The way price responded to the more-hawkish-than-anticipated December FOMC minutes resembled something from a Quentin Tarantino movie – “Kill [Dollar] Bill” perhaps. However, in truth markets probably should not have been surprised by the Fed’s discussion in the minutes. As we (and others) have noted for some time, the Fed has been materially “behind-the-curve” judged by the level of real rates, the Taylor Rule or actual and anticipated inflation. Moreover, the Fed had already commenced a taper of the QE program at twice the speed of the previous cycle, with policy rates set to rise 3-4 times this year and next.

What appeared to spook long duration “hopes-and-dreams” growth stocks most was the discussion on balance sheet run-off or Quantitative Tightening (“QT”). From our perch, that fear is warranted. As we noted in December, the Wu-Xia Shadow Fed Funds Rate, which is an estimate of the policy rate taking into account the impact of QE, was -1.8%. Therefore, reversing this impact is equivalent to ~7 rate hikes before the Fed even hikes the funds rate. In that context, the policy normalisation is potentially a non-trivial reversal of financial conditions and liquidity, especially given the starting point. For markets, it suggests that volatility is under-priced.

The recent shift in beliefs on rates has also likely been reinforced by positive re-opening expectations and the early labour market data for December that was well above expectations. The correction in expensive growth equity has also probably been a function of self-reinforced capitulation in still crowded positions. Even after this correction, our short basket of non-profitable technology stocks still trades at 10 times sales and remains vulnerable if expectations of rate hikes, tightening financial conditions and liquidity withdrawal persists. On the positive side, as we have often noted recently, the real damage from higher rates tends to occur later in the cycle when policy properly tightens and inverts the yield curve.

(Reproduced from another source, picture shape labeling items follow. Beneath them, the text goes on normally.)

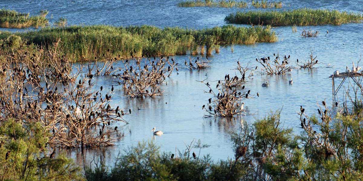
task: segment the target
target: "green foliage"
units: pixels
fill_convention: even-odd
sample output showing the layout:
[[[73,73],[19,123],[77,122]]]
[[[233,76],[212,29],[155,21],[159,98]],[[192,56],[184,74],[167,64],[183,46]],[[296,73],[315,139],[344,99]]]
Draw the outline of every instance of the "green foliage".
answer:
[[[48,133],[39,123],[0,125],[0,180],[81,180],[79,169],[60,154],[46,154]]]
[[[270,26],[246,28],[232,25],[200,30],[178,27],[161,29],[146,25],[73,26],[45,28],[16,34],[26,40],[28,44],[39,46],[52,46],[60,39],[62,42],[59,47],[60,51],[74,61],[93,60],[95,57],[104,60],[110,56],[127,59],[146,55],[186,54],[197,51],[196,49],[198,47],[201,52],[201,50],[206,47],[207,54],[211,54],[217,45],[277,41],[275,32]],[[106,53],[107,56],[105,56]]]
[[[361,14],[337,10],[303,8],[284,11],[238,12],[227,16],[229,23],[270,25],[273,26],[307,26],[361,22]]]
[[[48,11],[42,10],[38,16],[29,16],[29,13],[21,13],[15,10],[0,9],[0,27],[23,28],[33,26],[38,28],[48,24],[45,16]]]

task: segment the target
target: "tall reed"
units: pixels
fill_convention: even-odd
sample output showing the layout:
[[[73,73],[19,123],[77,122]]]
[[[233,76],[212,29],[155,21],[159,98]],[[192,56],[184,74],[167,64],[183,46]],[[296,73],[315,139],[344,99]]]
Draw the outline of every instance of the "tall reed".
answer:
[[[5,34],[0,35],[0,40],[12,34]],[[95,57],[102,59],[106,52],[113,58],[127,59],[146,55],[196,54],[198,47],[201,47],[201,53],[203,53],[205,47],[207,53],[210,54],[217,45],[277,40],[270,26],[260,26],[246,28],[228,25],[198,30],[178,27],[161,29],[146,25],[73,26],[45,28],[16,34],[28,44],[46,46],[60,39],[63,43],[58,48],[73,61],[93,60]]]
[[[188,0],[178,3],[179,7],[219,7],[220,8],[246,8],[247,3],[233,0],[221,0],[215,1],[213,0]]]
[[[39,15],[30,16],[29,13],[19,13],[15,10],[0,9],[0,27],[23,28],[33,26],[38,28],[48,24],[46,10],[41,10]]]
[[[274,26],[339,25],[362,22],[362,20],[363,16],[358,13],[308,8],[285,11],[238,12],[229,14],[225,18],[229,23]]]

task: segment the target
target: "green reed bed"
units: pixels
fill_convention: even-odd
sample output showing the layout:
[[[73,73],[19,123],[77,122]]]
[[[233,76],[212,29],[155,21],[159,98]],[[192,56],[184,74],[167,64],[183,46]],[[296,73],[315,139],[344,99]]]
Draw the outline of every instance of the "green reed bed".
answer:
[[[252,1],[252,5],[257,8],[281,8],[282,7],[282,2],[267,2],[267,1],[261,0],[259,2],[258,0]]]
[[[0,9],[0,27],[23,28],[33,26],[38,28],[48,24],[45,16],[48,12],[41,10],[39,15],[30,16],[29,13],[21,13],[14,10]]]
[[[300,9],[285,11],[238,12],[227,16],[229,23],[271,25],[273,26],[307,26],[362,22],[362,14],[337,10]]]
[[[246,8],[247,3],[243,1],[222,0],[214,1],[213,0],[187,0],[178,4],[179,7],[218,7],[220,8]]]
[[[95,57],[102,60],[110,56],[126,59],[147,55],[210,54],[216,49],[219,51],[219,45],[277,41],[270,26],[260,26],[228,25],[199,30],[178,27],[162,29],[146,25],[77,26],[45,28],[16,35],[28,44],[46,46],[60,39],[59,48],[74,61],[94,60]],[[9,36],[9,33],[0,34],[3,40]]]

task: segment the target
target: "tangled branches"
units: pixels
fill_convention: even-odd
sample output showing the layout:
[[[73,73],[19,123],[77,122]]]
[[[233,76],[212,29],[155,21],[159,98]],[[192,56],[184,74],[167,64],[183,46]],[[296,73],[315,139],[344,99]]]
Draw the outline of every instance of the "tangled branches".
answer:
[[[202,109],[205,109],[210,114],[215,116],[231,117],[236,114],[242,114],[242,112],[245,111],[244,102],[241,102],[242,101],[252,97],[250,94],[251,90],[245,90],[243,84],[245,83],[245,75],[250,69],[248,68],[248,66],[245,68],[242,68],[239,62],[238,64],[237,70],[243,73],[242,78],[240,79],[237,76],[231,78],[229,75],[226,75],[224,80],[218,80],[216,87],[218,89],[217,94],[212,90],[209,83],[205,84],[209,90],[205,92],[212,94],[212,97],[208,100],[207,107],[203,105]],[[240,91],[240,89],[242,90]]]
[[[276,56],[275,54],[273,54],[273,55]],[[267,58],[263,57],[260,59],[256,58],[256,61],[263,67],[261,68],[261,71],[262,73],[271,75],[279,75],[285,74],[292,71],[294,67],[289,66],[290,59],[290,55],[287,57],[285,55],[284,57],[284,60],[281,62],[280,63],[280,56],[278,54],[277,54],[277,55],[273,62],[270,60],[269,56],[267,57]]]
[[[310,60],[305,62],[304,63],[301,63],[299,62],[299,60],[297,59],[296,60],[296,64],[298,65],[299,67],[300,67],[300,68],[312,68],[316,64],[318,64],[318,60],[316,59],[317,57],[318,56],[315,56],[314,57],[313,55],[313,50],[310,50]]]
[[[111,93],[91,91],[91,77],[83,76],[82,66],[73,69],[57,44],[7,54],[0,71],[0,125],[9,119],[41,123],[52,133],[52,147],[113,145],[119,135],[111,125],[127,123],[123,111],[110,106]]]
[[[193,63],[192,63],[192,60],[191,58],[189,58],[189,64],[187,64],[187,60],[185,60],[185,62],[184,62],[184,64],[187,68],[190,70],[203,69],[203,68],[210,67],[208,65],[208,64],[211,61],[208,60],[208,56],[206,56],[206,57],[207,59],[207,61],[202,60],[199,61],[199,58],[197,57],[197,60],[196,60],[194,62],[194,63],[195,64],[195,66],[193,64]]]
[[[159,88],[165,80],[165,77],[171,75],[174,68],[178,71],[173,59],[172,62],[167,58],[160,57],[156,60],[150,58],[135,59],[133,61],[126,60],[125,70],[122,74],[118,75],[120,81],[117,82],[122,85],[126,93],[131,97],[153,97],[162,95],[163,91]],[[135,67],[135,68],[134,68]]]
[[[319,31],[317,31],[315,33],[313,32],[311,29],[307,31],[304,29],[301,32],[301,36],[304,37],[317,37],[320,33]]]

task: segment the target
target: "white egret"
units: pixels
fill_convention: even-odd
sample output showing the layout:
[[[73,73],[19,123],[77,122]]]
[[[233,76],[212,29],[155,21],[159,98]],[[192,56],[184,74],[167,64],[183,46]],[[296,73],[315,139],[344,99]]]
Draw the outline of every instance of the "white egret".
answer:
[[[163,134],[163,133],[161,131],[155,131],[155,127],[151,130],[151,131],[154,132],[154,135],[160,135]]]

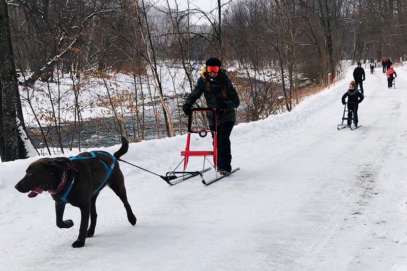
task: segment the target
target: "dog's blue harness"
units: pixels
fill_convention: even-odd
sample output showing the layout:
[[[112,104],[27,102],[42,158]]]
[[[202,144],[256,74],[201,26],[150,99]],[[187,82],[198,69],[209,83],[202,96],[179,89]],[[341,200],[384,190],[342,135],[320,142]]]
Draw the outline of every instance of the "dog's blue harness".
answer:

While nominal rates have surged since the start of the year, it has mostly been a product of rising real rates, not inflation expectations. Interestingly, there has also been a rise in terminal (neutral) policy rate expectations, with the 16th Eurodollar contract trading near its highest implied yield since early April (chart 1). Of course, real rates remain exceptionally low (negative) and terminal rates are still consistent with “more now equals less later” or a modest tightening cycle overall for the official policy rate.

From our perch, the ISM manufacturing data was also interesting earlier this week. Notwithstanding the point above on strength in the labour market and re-opening, ISM new orders, prices paid and supplier deliveries suggest that macro momentum will likely start to decelerate over the coming months. In turn that would be consistent with a moderation in earnings revisions and might set up a challenging combination of; liquidity withdrawal, decelerating growth and expensive valuations in equities. On the positive side, it might suggest that the maximum point of fear on Fed normalisation might occur by the end of Q1, 2022. The good news for this region is that policy (Chinese liquidity and credit) had already tightened last year and we might be close to the maximum point of US dollar strength. However, our sense is that quality; strong free cash flow, inexpensive and under-levered companies are likely to be rewarded through this phase. We would also note that it is probably too early in the calendar year to extrapolate trends or beliefs.